Many animals display similarities in their organization (body axis, organ systems, and so on). However, they can display vastly different life spans and thus must accommodate different developmental time scales. Two studies now compare human and mouse development (see the Perspective by Iwata and Vanderhaeghen). Matsuda et al. studied the mechanism by which the human segmentation clock displays an oscillation period of 5 to 6 hours, whereas the mouse period is 2 to 3 hours. They found that biochemical reactions, including protein degradation and delays in gene expression processes, were slower in human cells compared with their mouse counterparts. Rayon et al. looked at the developmental tempo of mouse and human embryonic stem cells as they differentiate to motor neurons in vitro. Neither the sensitivity of cells to signals nor the sequence of gene-regulatory elements could explain the differing pace of differentiation.
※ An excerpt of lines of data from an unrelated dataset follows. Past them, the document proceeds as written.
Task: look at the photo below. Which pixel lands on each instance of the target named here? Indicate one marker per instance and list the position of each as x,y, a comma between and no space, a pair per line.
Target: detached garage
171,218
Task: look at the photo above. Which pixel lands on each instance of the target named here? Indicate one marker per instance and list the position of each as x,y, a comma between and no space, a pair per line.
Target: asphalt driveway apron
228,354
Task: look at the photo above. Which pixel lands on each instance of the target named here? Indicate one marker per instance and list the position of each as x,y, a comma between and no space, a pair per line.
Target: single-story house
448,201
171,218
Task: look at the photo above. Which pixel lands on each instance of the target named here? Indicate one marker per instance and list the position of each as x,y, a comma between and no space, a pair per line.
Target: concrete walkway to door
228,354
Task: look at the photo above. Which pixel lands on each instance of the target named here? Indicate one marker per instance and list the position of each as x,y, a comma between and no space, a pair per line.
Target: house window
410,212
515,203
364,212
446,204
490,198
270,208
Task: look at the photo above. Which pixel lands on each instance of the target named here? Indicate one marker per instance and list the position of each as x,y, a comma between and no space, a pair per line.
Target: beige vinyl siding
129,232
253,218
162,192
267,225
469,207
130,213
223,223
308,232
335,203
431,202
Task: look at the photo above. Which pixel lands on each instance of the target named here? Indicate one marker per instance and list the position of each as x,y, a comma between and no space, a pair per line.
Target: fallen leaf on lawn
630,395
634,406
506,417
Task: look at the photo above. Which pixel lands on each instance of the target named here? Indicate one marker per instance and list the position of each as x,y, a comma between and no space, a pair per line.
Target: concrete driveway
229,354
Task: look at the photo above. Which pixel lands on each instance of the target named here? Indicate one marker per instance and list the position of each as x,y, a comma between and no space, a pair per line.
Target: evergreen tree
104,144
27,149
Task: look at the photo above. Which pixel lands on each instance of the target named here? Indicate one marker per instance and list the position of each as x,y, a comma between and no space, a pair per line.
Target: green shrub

Instead, a twofold increase in protein stability and cell cycle duration in human cells compared with mouse cells was correlated with the twofold slower rate of human differentiation. These studies show that global biochemical rates play a major role in setting the pace of development.

Science, this issue p. 1450, p. eaba7667; see also p. 1431


Although mechanisms of embryonic development are similar between mice and humans, the time scale is generally slower in humans. To investigate these interspecies differences in development, we recapitulate murine and human segmentation clocks that display 2- to 3-hour and 5- to 6-hour oscillation periods, respectively. Our interspecies genome-swapping analyses indicate that the period difference is not due to sequence differences in the HES7 locus, the core gene of the segmentation clock. Instead, we demonstrate that multiple biochemical reactions of HES7, including the degradation and expression delays, are slower in human cells than they are in mouse cells. With the measured biochemical parameters, our mathematical model accounts for the two- to threefold period difference between the species. We propose that cell-autonomous differences in biochemical reaction speeds underlie temporal differences in development between species.